Rebuilding the bridges is key to economic development in Fairfield, said Dyar on Tuesday morning. “This construction is going to be extremely important for the whole area, Fairfield, Benton, Unity,” he said. “It will be part of an east-west route all the way to the coast.”

Widening Fairfield’s Main Street to allow for a better traffic flow will be part of the reconstruction, and Dyar said DOT has not determined whether the three bridges will be individually replaced or a single span will be constructed.

State Transportation Commissioner John Melrose told Dyar that a 1997 feasibility study of the bridge replacement was recently completed, and the $10.9 million project is recommended to begin almost immediately with preliminary engineering. Substructure strengthening efforts for the worst units will begin this year.

Dyar said 14,000 vehicles cross the three metal bridges daily. “That figure hasn’t grown in the last few years, and we suspect it is because people are finding alternative routes,” he said. “Our preliminary projections indicate that the economic growth to the area over the next 10 years will equal the cost of the bridge replacement.”

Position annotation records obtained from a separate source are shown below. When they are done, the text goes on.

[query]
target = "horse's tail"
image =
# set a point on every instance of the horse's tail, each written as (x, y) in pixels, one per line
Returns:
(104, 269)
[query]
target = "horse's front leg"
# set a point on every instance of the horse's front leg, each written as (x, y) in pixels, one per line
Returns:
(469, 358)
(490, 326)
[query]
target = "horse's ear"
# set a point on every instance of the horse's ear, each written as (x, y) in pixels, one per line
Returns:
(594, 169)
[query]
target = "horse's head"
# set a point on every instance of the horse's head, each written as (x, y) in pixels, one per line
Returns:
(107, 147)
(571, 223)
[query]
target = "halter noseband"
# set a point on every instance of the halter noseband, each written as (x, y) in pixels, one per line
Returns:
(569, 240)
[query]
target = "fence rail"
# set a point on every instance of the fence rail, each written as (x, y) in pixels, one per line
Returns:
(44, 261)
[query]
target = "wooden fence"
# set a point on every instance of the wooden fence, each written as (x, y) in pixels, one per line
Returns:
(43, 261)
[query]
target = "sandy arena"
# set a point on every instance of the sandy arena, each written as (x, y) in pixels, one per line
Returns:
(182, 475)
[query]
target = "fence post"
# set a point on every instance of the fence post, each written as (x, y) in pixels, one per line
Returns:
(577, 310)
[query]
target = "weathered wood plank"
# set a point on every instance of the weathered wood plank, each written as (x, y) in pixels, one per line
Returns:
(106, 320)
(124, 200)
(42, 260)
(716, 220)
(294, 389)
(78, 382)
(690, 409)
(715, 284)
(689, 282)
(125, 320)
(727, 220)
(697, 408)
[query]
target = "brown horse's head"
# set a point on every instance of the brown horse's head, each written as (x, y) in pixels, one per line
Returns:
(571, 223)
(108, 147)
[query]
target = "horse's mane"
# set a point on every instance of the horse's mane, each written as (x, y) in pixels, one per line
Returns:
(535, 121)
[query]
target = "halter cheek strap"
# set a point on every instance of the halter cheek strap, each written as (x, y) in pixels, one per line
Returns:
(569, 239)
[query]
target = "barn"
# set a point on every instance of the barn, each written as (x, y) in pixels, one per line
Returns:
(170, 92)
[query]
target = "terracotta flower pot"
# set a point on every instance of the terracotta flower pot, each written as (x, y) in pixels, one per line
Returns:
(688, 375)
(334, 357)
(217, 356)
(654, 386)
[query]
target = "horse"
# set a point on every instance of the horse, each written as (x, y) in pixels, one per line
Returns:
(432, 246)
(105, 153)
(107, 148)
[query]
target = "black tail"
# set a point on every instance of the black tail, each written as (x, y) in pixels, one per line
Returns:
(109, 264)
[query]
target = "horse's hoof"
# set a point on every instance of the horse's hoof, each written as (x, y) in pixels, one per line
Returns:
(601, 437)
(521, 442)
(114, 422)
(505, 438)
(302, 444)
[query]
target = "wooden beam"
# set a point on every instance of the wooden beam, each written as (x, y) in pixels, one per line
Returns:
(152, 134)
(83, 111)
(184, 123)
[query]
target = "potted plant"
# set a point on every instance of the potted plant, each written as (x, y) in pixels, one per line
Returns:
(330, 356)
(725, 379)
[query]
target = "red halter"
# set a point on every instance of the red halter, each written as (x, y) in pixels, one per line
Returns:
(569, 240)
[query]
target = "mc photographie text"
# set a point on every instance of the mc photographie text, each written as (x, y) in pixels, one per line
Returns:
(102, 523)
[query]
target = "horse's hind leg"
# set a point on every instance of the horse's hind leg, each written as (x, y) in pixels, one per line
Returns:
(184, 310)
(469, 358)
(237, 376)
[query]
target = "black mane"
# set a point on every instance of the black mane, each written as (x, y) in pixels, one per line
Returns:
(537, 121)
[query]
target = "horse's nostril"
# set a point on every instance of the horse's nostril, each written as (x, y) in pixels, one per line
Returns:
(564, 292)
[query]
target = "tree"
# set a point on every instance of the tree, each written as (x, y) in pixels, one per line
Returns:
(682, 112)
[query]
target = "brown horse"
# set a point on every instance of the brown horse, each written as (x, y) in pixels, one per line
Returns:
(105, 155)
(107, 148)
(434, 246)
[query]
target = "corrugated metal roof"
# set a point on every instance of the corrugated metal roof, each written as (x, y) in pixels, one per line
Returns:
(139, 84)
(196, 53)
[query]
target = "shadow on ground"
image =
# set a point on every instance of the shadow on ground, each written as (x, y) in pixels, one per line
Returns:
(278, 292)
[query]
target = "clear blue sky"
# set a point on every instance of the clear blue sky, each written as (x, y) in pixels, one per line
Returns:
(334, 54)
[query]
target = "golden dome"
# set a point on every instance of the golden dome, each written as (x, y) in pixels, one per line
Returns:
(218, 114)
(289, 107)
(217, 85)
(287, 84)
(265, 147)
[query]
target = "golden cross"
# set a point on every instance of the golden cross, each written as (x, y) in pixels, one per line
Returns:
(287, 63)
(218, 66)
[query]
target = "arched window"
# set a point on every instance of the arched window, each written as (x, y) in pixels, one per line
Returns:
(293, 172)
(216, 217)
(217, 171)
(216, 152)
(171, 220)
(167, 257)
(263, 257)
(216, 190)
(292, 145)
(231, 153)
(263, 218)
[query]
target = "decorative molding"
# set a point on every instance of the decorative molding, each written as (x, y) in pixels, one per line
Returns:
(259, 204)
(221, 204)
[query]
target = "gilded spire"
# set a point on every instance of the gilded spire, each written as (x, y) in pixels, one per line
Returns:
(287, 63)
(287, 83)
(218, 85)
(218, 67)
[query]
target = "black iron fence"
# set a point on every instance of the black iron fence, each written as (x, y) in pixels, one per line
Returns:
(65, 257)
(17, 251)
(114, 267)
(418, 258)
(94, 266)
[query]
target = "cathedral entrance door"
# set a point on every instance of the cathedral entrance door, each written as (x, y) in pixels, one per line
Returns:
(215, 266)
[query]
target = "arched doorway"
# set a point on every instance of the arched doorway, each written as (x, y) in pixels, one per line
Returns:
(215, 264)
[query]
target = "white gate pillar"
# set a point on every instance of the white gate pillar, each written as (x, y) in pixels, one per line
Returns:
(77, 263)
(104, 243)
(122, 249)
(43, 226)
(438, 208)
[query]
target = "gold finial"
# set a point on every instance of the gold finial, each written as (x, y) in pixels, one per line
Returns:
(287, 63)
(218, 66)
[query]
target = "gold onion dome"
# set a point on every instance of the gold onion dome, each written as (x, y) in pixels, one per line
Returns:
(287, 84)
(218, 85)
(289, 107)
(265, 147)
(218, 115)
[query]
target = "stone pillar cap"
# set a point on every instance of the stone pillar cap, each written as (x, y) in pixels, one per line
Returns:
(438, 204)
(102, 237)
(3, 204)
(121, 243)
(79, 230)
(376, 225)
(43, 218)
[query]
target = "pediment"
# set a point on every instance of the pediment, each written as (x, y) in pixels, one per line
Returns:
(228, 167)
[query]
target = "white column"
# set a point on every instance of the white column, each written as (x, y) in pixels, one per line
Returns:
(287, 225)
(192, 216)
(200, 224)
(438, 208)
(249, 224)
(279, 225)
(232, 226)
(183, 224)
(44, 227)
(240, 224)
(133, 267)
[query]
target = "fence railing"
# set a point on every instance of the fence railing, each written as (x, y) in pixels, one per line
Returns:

In addition, said Dyar, the bridge replacement will mesh with the town’s current downtown revitalization plans.

The town submitted an application in February for a Quality Main Street grant to leverage $400,000 in state money to redo the downtown area. Towns receiving QMS grants will be notified by the end of March.

If Fairfield is chosen, Dyar said, the QMS plan could be activitated as soon as approved and put out to bid by the end of September.